フローレンスは自嘲気味に口の端を歪めた。

「いくらなんでも、わたしの代わりが誰にもできないはずがないでしょう? それなら、汚点の付いたわたしを教会が抱え続ける理由はありませんよ」


 ミカエラが押し黙り、フローレンスは目を伏せて彼女の言葉を待った。怒られるのだと察しはついていた。
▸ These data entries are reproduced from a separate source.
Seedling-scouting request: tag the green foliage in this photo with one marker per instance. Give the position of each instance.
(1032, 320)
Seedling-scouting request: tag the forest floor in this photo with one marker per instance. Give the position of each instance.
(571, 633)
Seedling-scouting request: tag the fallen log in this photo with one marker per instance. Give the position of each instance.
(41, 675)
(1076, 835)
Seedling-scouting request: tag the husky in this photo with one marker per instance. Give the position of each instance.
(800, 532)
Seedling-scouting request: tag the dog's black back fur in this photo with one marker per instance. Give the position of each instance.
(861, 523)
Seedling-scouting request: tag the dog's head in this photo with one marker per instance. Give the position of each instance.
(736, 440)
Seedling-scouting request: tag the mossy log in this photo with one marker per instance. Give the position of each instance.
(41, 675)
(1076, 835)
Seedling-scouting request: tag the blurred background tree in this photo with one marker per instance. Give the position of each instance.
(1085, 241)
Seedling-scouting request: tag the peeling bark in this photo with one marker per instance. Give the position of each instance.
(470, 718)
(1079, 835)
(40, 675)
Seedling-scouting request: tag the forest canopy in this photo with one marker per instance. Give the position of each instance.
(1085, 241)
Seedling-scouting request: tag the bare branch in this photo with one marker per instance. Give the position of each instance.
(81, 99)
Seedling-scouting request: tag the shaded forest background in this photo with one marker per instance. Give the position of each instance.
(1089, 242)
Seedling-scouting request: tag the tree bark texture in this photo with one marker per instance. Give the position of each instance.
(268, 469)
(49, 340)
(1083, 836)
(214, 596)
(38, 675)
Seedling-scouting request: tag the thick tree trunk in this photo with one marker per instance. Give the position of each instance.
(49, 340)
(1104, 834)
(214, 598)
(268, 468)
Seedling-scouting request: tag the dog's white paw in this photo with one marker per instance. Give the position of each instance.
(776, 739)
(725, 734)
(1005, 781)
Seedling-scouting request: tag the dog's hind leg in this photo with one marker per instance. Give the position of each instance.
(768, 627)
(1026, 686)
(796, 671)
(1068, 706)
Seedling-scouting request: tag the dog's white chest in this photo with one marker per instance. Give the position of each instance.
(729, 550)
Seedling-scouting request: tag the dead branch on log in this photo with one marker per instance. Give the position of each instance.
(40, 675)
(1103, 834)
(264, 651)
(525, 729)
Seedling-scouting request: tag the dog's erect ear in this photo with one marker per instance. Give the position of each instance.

「君は納得していると言うのか? これまでの貢献を全て踏みにじられ、実質的に君は追放されることになる。それを大人しく受け入れるのか」

「働いた分の給与はいただいています。両親が亡くなってからは使い道もなかったので、当面の生活に十分な蓄えもあります。教会からの扱いがどうなったとしても、街や国から追い出される訳ではありませんし、路頭に迷うことはないです」

フローレンスの気のない返答により、ミカエラは毒気を抜かれたようだった。彼女は声を落とし、気遣わしげな様子になった。

「そういうことを言いたい訳ではないんだが……まあ、これ以上はやめておこう。実際のところ、聖女の肩書きを剥奪するとはいえ、君の今後の処遇は確定していない。希望する道があるのなら、できる限り協力しよう」

「お気持ちだけ。あまりわたしに肩入れすると、あなたの立場が悪くなりますから。心配しないでください。両親が住んでいた家はもう人手に渡って帰る場所もないので、わたしは身一つでどこへでも行けます。今後の身の振り方は、落ち着いてからゆっくり考えます」

「分かった。しばらくは宿舎で待機してもらうことになるが、いつでも遠慮なく連絡してくれていい。君が私の立場まで気にかける必要はないからな」


 フローレンスはミカエラの執務室から退出しようと席を立ち、ドアに向かった。ミカエラが見送りについてきた。

 ミカエラは枢機卿であり、今までは聖女という立場があったからこそ、気軽に話すことができていた。今後はそうもいかなくなると思うと、フローレンスは気が沈んだ。ミカエラ自身が何と言おうが、立場上、安易に関わることはできなかった。


 フローレンスは振り返った。

「これまでありがとうございました。ミカエラ、あなたのことは、年の離れた姉のように思ってきました。この先もそう思っていて構いませんか?」

「年の離れた、は余計だ。そう言ってもらえることは嬉しく思うが、どうして今生の別れのような言い方をする?」

理解できない訳ではないだろうに、と思ったものの、それがミカエラの気遣いであることは分かっていた。フローレンスは質問に答えず、別れを告げた。